From The Meaningful Life Center, your spiritual health center
Hi Rabbi Jacobson,
I am a student in a 12th grade class that you just spoke to, though i wish to remain anonymous — I am not one of those girls who speaks up in class to express their thoughts. I have always had a passion for taking pictures and finally I just got my first ‘real’ camera. So far its just a hobby, but in the future I might like do to something more with it. I would like to go to college to study photography even if its just as a side thing and then later on I could develop it more if I decide to. On the other hand, I feel like college is a bad influence, and maybe learning photography is a distraction and a ‘waste of time’ that will take me away from focusing on serving G-d.
What do you think?
A 12th grader
Dear 12th grader,
Thank you for your letter. I am moved by the fact that you feel comfortable to write to me with your thoughts.
It is very important that each of us utilize our talents and interests to the fullest. G-d has blessed you with a keen eye and an interest in photography and you should use them to the greatest extent that you can. At the same time you must remember that G-d wants that “b’chol derochecho do’eihu” — “in all your ways you should know G-dliness” (Proverbs 3:6). With the many distractions that life throws at us, it is critical that we have a firm and stable awareness that our underlying mission in life is to transform the world into a ‘home’ for G-dliness and holiness, using the talents with which we have been blessed.
As I explained in the class, each of us must first establish a steady center — a conscious awareness of the purpose of our life and its ultimate goal — and then we can go on to draw the circle that is our life’s journey around that center. To use an example from photography: When framing a photo, you focus on a primary focal point (the ‘center’), and the rest is background that may enhance the photo by adding context, but it is not the main focus. You want to capture a particular aspect of an object or event, and use the surroundings as elements to support the center stage.

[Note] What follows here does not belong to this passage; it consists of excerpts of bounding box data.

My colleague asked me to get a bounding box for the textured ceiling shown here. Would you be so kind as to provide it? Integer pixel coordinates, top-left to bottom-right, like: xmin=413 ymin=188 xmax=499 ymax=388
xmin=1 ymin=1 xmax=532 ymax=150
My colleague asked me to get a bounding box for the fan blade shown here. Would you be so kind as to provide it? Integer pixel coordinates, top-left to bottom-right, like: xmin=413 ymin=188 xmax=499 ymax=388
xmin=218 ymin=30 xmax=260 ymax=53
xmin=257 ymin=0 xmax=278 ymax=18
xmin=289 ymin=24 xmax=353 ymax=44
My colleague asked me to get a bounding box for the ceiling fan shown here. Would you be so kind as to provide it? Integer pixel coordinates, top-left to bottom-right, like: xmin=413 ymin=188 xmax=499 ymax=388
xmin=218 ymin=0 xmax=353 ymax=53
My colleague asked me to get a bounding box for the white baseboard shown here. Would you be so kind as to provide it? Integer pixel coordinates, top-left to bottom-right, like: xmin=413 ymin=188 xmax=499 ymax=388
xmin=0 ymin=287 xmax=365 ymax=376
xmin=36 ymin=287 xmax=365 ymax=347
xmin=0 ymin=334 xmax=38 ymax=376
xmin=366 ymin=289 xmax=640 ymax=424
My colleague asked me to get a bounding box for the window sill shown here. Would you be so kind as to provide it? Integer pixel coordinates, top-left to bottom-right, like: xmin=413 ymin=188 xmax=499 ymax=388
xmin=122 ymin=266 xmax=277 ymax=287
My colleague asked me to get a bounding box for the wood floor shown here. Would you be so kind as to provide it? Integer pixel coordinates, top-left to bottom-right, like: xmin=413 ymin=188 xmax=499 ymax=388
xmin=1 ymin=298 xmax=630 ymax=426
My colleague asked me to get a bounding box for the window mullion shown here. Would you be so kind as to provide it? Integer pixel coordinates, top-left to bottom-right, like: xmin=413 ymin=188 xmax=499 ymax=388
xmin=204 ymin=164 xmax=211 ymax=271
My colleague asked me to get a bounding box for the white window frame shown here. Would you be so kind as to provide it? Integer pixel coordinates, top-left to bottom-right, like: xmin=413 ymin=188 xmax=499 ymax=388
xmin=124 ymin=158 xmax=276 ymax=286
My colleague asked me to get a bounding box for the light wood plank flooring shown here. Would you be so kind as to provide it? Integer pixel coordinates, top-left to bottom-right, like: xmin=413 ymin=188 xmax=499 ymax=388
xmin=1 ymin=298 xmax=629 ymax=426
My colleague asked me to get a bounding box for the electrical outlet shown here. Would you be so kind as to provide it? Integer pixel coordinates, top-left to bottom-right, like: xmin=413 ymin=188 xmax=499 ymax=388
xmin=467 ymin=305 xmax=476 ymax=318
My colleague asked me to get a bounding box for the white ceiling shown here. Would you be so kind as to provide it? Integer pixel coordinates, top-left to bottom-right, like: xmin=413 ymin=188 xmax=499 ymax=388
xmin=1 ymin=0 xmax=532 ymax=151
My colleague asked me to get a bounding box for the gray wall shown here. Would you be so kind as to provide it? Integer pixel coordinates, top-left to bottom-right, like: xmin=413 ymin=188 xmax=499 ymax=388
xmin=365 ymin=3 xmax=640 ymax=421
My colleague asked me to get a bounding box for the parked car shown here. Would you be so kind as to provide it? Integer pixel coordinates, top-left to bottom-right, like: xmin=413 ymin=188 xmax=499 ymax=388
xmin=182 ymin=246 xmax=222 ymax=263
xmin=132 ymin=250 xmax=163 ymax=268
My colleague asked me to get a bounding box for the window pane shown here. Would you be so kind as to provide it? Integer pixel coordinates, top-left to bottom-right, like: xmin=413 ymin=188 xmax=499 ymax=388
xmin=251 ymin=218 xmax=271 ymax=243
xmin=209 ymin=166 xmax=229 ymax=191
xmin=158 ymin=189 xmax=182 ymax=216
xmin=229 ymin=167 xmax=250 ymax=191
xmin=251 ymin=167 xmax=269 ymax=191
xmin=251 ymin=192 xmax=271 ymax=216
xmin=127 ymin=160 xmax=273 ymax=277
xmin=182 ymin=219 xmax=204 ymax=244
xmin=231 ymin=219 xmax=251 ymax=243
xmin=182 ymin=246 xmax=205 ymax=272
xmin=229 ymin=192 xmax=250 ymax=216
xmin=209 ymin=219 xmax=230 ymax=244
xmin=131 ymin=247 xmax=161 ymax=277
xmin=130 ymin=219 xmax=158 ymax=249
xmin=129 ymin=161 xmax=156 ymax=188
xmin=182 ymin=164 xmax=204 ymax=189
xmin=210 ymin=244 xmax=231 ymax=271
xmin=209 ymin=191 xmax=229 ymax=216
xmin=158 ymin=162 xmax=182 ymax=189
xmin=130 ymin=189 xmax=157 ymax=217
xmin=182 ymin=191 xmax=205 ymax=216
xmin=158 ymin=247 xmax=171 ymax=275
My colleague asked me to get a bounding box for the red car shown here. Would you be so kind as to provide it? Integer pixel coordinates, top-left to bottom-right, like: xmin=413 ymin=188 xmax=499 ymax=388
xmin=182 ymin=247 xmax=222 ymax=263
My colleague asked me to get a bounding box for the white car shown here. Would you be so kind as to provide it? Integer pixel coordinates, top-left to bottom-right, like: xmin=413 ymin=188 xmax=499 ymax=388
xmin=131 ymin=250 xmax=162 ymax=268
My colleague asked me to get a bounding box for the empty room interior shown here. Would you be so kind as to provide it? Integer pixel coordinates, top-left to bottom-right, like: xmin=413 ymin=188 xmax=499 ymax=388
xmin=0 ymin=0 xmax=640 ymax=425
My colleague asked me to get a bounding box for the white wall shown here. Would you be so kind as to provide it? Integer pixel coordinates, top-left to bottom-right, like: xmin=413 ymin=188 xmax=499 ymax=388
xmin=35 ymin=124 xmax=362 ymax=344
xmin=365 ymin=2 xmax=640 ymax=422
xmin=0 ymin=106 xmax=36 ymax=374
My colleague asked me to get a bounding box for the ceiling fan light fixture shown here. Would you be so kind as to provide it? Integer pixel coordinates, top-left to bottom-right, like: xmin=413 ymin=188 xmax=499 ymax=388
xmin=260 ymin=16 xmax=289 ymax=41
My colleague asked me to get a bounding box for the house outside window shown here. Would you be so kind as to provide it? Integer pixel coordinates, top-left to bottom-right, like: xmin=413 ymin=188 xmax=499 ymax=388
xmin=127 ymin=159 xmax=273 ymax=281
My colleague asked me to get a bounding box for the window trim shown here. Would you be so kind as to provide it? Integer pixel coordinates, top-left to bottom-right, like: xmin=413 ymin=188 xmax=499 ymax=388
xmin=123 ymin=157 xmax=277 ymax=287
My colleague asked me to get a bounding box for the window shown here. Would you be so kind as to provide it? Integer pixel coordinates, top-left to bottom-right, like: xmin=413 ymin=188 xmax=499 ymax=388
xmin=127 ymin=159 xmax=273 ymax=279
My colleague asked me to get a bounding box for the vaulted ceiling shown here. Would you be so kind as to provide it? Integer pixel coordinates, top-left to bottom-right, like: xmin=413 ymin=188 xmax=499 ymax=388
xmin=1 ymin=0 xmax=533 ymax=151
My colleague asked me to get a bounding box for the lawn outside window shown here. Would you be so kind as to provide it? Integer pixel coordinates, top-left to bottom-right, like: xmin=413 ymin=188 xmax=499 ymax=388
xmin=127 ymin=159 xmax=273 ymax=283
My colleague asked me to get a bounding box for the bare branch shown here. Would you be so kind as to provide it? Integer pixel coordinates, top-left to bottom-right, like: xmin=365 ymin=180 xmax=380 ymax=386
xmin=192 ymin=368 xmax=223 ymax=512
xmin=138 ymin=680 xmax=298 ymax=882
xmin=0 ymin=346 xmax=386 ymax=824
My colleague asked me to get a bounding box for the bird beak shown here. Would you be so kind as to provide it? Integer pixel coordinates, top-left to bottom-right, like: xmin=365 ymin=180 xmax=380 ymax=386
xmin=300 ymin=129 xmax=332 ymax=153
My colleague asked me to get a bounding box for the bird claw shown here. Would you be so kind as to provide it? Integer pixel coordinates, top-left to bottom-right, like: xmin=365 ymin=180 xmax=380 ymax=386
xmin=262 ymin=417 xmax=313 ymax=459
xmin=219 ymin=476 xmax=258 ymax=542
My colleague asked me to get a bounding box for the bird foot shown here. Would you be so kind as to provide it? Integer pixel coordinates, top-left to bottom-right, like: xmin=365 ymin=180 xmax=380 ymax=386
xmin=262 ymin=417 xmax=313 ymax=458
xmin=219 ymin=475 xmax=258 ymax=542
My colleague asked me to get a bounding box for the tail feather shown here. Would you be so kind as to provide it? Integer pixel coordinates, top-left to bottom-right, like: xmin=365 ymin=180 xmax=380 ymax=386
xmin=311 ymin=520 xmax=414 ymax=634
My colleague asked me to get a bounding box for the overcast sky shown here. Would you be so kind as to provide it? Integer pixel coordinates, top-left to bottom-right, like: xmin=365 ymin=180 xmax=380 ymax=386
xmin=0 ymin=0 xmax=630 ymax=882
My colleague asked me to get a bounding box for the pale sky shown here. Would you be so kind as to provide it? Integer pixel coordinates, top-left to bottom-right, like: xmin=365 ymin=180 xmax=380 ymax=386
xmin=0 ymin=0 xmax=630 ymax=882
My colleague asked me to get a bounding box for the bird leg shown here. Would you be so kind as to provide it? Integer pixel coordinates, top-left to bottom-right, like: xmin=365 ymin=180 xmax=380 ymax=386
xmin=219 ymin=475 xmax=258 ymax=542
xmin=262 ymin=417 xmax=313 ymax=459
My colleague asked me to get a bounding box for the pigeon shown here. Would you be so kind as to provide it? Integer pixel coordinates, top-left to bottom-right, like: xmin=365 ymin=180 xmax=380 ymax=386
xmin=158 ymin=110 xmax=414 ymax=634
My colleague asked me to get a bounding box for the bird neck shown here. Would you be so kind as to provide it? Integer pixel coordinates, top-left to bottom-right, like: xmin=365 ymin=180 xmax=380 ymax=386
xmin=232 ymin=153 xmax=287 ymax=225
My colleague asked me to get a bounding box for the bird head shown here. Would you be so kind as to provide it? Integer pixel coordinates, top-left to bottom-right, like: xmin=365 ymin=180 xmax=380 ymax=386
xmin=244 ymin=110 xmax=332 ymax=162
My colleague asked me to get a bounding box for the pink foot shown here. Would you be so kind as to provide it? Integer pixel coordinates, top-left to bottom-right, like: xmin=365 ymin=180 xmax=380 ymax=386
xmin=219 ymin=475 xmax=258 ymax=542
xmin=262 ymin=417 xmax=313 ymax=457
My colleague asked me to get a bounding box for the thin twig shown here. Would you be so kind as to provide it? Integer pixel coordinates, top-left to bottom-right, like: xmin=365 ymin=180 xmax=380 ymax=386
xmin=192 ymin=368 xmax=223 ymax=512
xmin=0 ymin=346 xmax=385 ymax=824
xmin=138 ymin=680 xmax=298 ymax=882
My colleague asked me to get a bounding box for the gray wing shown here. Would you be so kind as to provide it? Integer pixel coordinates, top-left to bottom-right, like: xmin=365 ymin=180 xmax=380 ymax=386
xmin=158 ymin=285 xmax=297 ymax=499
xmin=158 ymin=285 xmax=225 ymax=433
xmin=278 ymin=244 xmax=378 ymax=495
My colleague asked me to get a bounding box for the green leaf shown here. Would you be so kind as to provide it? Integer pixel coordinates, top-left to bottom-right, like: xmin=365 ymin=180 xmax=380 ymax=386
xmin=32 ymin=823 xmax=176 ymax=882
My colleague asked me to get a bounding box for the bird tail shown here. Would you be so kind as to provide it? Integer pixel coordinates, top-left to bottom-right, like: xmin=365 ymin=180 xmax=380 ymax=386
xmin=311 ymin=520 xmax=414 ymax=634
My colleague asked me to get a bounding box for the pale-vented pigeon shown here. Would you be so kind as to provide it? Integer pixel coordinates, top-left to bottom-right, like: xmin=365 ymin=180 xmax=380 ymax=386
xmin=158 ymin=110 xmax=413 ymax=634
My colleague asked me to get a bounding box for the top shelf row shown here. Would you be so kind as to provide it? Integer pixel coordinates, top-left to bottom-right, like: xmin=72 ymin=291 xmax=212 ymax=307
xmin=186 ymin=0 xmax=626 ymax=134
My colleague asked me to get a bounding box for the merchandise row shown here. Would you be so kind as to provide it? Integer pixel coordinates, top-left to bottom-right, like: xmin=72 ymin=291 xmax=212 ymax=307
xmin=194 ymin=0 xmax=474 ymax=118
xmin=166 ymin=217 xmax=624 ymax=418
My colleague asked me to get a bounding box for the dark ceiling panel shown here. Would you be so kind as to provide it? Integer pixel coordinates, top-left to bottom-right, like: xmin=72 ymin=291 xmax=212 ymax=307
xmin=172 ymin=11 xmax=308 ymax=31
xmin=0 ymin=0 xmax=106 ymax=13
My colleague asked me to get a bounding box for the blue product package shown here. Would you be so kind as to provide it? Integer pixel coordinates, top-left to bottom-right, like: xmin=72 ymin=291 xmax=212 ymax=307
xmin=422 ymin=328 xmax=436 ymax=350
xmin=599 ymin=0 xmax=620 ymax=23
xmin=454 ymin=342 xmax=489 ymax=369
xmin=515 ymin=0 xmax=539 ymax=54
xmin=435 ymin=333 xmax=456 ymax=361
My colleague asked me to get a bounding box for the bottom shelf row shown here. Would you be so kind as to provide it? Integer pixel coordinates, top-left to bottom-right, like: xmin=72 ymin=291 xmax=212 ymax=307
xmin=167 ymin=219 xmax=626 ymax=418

Going to college — particularly at a young age — can oftentimes distract a person from discovering his or her “center” — the purpose and ultimate goal of life. Without a sharp clear point of focus, a picture will be blurred, unfocused, and out of sync with its purpose which is to present a clear visible illustration of whatever happens to be the subject of the photo. The same is true of each of our lives; without a clear focus on the purpose of our life, we can quickly become unfocused and out of sync. However, once a person has found their center, and is firmly grounded with a clear and focused mission, then education and learning more about their particular interests will only enhance the fulfillment of their mission.
I believe the same is true with your interest in photography: you must learn to use it for good and holy purposes to help you fulfill your mission in life. I have no doubt that by doing so, your talent will only grow and will become actualized in the fullest way possible. You can definitely achieve this without going to college, which — particularly at your age — may pull you away from your life’s purpose. There are excellent photography books and even classes available, and many skilled and experienced photographers from whom you can learn. I happen to know a number of such photographers, and if you so wish, I will be happy to introduce you to some.
Wishing you success in all your endeavors, and please write again.